La gamine semble réfléchir à chacun des pas qu'elle pourrait faire, mais aussi à tous les mots qu'elle souhaite me partager. Elle se méfie mais je sais, je sens qu'au fond d'elle, elle est consciente que j'ai raison et que je ne parle pas pour rien. Après tout, malgré mon jeune âge, n'ai-je pas l'expérience et la maturité d'un adulte ? A défaut d'être le plus sage d'entre eux, mon histoire a fait de moi un loup aigri mais sûr de lui. Je sais ce que je dis pour l'avoir vécu moi-même, et libre à elle d'aller pleurnicher chez sa meute, si elle veut survivre.

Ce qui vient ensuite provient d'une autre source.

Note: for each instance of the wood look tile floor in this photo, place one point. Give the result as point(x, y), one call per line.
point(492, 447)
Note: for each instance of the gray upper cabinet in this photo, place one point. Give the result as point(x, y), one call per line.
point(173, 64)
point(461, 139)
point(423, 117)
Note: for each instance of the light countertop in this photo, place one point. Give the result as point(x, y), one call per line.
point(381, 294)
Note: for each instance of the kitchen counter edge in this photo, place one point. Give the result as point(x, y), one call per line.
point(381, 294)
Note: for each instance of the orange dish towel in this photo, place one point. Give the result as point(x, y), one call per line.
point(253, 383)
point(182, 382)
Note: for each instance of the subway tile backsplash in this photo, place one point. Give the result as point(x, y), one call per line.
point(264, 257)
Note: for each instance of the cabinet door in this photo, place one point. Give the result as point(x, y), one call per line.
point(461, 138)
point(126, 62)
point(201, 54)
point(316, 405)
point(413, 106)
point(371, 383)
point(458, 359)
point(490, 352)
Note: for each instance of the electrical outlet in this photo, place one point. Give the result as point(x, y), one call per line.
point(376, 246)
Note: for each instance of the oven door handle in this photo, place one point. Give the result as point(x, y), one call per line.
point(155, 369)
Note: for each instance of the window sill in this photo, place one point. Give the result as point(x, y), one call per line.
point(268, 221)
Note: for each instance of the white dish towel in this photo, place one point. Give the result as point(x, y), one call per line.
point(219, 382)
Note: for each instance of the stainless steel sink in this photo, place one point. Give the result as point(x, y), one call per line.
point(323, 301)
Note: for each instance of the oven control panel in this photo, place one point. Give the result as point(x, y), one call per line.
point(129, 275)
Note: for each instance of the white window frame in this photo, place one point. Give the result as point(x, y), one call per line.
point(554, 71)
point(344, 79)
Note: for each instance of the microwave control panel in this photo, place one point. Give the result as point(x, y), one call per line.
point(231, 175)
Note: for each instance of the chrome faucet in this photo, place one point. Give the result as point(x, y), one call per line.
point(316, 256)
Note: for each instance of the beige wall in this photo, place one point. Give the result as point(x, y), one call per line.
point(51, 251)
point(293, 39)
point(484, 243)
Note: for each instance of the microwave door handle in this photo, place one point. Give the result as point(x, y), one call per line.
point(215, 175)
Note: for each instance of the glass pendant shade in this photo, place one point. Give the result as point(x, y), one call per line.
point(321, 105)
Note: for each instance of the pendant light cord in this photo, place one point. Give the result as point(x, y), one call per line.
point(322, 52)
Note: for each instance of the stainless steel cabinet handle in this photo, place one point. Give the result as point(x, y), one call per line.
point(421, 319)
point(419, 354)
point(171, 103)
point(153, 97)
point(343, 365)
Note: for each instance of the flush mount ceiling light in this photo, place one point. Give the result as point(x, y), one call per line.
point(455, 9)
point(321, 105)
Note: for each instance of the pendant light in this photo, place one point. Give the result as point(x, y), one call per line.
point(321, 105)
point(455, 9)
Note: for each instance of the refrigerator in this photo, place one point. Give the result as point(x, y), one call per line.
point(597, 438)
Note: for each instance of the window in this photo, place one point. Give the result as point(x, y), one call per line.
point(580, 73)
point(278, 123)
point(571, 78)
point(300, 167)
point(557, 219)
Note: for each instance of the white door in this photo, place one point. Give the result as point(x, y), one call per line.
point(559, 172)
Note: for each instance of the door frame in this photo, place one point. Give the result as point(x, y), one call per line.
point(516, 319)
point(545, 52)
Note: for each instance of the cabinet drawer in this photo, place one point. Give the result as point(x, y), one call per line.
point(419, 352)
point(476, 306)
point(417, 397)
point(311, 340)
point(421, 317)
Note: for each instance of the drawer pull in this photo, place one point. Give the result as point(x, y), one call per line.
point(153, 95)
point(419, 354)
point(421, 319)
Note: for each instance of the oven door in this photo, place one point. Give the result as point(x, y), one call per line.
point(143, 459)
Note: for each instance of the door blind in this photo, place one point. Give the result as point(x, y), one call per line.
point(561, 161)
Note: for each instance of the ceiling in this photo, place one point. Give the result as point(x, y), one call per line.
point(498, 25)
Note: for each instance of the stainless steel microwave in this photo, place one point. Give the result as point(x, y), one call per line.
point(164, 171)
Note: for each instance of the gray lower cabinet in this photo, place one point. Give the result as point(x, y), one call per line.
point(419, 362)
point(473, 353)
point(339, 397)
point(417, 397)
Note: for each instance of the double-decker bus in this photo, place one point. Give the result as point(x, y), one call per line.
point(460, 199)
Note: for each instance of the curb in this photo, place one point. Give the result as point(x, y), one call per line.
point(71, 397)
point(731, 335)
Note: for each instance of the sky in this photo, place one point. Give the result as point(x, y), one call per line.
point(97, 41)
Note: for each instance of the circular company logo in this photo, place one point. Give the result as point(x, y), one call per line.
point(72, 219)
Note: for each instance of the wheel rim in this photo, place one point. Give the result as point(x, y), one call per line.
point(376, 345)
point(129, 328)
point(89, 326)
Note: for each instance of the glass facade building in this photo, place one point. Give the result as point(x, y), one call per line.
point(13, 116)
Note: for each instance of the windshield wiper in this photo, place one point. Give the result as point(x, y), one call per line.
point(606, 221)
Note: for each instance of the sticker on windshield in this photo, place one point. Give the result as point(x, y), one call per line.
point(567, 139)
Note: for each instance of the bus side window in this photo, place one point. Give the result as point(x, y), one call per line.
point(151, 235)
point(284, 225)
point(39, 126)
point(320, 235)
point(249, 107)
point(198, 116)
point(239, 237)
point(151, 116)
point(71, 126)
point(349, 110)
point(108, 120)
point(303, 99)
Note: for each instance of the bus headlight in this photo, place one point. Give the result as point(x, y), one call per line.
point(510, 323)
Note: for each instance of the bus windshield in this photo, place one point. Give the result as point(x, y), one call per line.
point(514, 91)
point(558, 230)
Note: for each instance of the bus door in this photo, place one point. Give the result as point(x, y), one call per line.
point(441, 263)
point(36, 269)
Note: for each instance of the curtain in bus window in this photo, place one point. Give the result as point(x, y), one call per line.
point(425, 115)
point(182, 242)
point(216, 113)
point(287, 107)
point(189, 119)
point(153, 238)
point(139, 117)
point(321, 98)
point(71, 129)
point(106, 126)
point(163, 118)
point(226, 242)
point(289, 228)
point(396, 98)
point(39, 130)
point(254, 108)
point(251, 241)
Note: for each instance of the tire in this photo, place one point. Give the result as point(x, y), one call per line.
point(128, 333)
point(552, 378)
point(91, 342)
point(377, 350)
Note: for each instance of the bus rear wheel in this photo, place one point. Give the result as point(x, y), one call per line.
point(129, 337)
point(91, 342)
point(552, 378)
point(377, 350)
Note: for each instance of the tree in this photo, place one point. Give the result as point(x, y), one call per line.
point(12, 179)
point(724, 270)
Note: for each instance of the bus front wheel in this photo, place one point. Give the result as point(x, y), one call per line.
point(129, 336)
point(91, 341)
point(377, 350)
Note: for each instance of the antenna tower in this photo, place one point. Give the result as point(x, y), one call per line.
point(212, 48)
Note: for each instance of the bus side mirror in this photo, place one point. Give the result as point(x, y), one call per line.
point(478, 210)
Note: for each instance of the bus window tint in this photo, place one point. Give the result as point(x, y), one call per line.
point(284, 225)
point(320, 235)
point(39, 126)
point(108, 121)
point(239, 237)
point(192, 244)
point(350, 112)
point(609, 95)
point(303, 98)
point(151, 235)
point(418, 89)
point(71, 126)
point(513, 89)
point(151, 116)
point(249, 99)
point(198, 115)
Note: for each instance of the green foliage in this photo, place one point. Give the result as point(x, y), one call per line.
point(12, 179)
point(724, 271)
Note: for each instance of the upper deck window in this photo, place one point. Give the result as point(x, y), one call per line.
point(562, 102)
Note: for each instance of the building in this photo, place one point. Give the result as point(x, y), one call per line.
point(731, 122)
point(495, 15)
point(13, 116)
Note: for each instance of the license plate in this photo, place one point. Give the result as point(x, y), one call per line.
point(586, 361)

Pourtant elle se rapproche de moi, et ne semble pas sur le point de s'enfuir à toutes pattes. Au contraire, elle a l'air de chercher à me regarder, pourtant son visage s'incline dans des directions qui ne sont pas correctes. L'obscurité lui fait-elle défaut, ou la petite a-t-elle seulement trop peur de me regarder dans les yeux ? Je chasse ces réflexions de ma tête, il sera bien temps plus tard de savoir qui elle est et ce qu'elle vaut exactement. Et puis si vraiment ma revanche sur les meutes ne peut s'effectuer avec elle, je trouverais bien un jour quelqu'un pour assouvir avec moi mes sinistres desseins.
Je m'éloigne du trou où je l'ai trouvée et, la louvarde à mes côtés, je me dirige vers les sous-bois. Il est grand temps de se nourrir, que ce soit elle ou moi. Elle est trop rachitique pour me servir tout de suite, je dois bien investir maintenant pour qu'elle me rapporte quelque chose plus tard, n'est-ce pas ? Alors, dans l'obscurité de la nuit, je laisse ma truffe et mes oreilles me guider tandis que je traverse la forêt en calquant mes pas sur ceux de la jeune femelle, dans le but de couvrir le bruit de notre nombre et de tromper les proies qui se cachent sûrement près de là. Il est temps de manger.